There is another category of dormant accounts in applications. Detecting dormancy for application
accounts is a must but little tricky. Application accounts often have non-interactive usage as they may
authenticate through APIs or backend services, not following the traditional login methods. Usage data
may be buried in generic application logs or system events. Also, a single application account might
support several backend services or scheduled jobs. Using targeted log aggregation, parsing and
periodic re-validation of access with the application owners will help in this process.
Tracking Dormancy Cleanup
Cleaning dormant access isn't just good security hygiene, it is a concrete, measurable step toward
regulatory compliance. Standards like PCI DSS, SOX, and NIST explicitly call out stale and inactive
access as risks that must be managed:
• PCI DSS 4.0 (Req. 7.2.5) explicitly states that user accounts and their access levels must be
reviewed regularly. Actively purging dormant accounts not only addresses this requirement
directly but also gives you clear evidence to show auditors you are on top of your controls.
• SOX 404 targets unused privileged accounts as a prime example of material weaknesses. When
you automate dormancy cleanups, auditors see fewer exceptions. The smaller the sample of
problematic accounts, the smoother and faster is your audit.
• NIST Cybersecurity Framework v2.0 (PR.AC-1) clearly instructs organizations to manage
identities by disabling credentials that fall out of active use. Dormancy programs practically
implement this guidance, making compliance a reality.

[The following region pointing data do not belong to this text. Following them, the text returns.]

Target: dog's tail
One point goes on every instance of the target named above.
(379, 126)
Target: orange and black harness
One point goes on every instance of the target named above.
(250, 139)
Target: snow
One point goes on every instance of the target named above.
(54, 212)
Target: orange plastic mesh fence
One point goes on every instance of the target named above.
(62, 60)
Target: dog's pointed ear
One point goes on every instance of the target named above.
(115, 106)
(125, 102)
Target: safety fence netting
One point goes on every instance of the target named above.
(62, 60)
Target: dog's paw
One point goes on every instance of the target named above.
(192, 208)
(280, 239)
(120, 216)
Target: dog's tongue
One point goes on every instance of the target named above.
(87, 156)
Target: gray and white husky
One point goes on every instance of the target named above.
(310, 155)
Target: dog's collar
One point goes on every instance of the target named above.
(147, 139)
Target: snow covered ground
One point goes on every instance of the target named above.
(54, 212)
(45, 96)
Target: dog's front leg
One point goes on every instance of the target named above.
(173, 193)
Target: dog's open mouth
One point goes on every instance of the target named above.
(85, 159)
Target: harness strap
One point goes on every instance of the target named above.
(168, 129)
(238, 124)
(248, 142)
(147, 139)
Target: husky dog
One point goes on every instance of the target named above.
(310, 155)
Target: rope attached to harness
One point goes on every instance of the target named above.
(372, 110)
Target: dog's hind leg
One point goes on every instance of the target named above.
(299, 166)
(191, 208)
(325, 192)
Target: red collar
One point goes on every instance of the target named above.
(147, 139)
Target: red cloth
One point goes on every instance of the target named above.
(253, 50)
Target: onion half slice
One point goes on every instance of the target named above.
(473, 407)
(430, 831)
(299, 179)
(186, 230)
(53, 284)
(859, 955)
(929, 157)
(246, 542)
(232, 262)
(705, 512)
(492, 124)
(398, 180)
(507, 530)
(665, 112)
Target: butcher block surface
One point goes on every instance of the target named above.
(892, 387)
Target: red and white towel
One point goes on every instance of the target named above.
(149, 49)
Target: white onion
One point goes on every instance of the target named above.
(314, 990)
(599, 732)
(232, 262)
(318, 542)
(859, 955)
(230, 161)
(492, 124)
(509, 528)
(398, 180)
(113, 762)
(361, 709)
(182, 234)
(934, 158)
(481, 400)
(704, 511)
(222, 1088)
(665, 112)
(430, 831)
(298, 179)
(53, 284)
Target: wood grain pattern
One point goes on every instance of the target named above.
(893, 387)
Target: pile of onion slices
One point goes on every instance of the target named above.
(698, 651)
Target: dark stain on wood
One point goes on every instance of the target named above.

The real advantage is once you start measuring these efforts, proving your success becomes
straightforward. Focus on metrics like:
• Dormant Account Closure Rate: How many dormant accounts are cleared each month compared
to the overall backlog.
• Mean Time to Remediate (MTTR): How quickly are you cleaning up dormant entitlements once
identified.
• Reduction in UAR Scope: What's the percentage drop in user-access review efforts after
eliminating dormant access.
• False Positive Rate: How often are you incorrectly flagging active service accounts as dormant.